Upgrading their four-year cluster to a new HP Cluster Platform 4000 with 336 HP ProLiant BL465c G7 server blades, MD Anderson researchers were able to increase computing throughput tenfold with the HP StorageWorks X9000 integrated into the cluster. As a result, researchers now have more compute power to simulate proton radiation therapies, toxicity studies due to radiation treatment, and better understand the genes that are responsible for cancer with the eventual goal of helping provide better treatment for cancer patients.
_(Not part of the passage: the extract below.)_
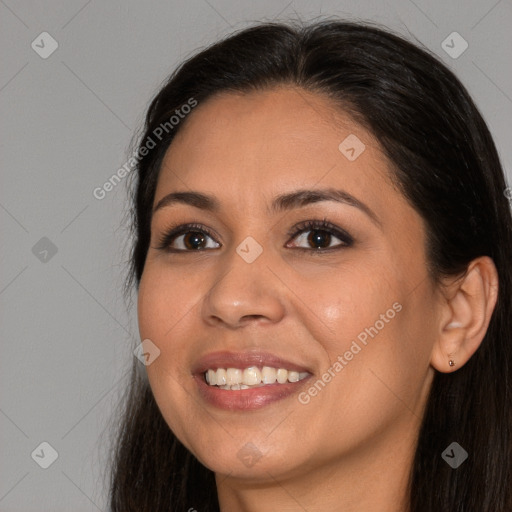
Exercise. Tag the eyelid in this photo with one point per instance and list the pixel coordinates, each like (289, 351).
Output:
(177, 230)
MD Anderson also installed several 32-core HP ProLiant DL785 G6 servers with large memory to quickly pre-process genomic data for computational analysis.
“We needed high-performance clusters that could keep pace with our exploding volumes of data, but that could centralize and pool data resources to make them accessible across all research departments,” said Lynn Vogel, Ph.D., vice president and chief information officer, MD Anderson Cancer Center. “HP’s state-of-the-art solutions jump-started our research initiatives, permitting us to map genomes and run billion-particle data sets in a matter of hours instead of days. Our researchers have published over 120 papers in the past few years using our cluster as a resource.”
About the rankings
The TOP500 ranking of supercomputers is released twice a year by researchers at the Universities of Tennessee and Mannheim, Germany, and at NERSC Lawrence Berkeley National Laboratory. The list ranks supercomputers worldwide based on the Linpack N*N Benchmark, a yardstick of performance that is a reflection of processor speed and scalability.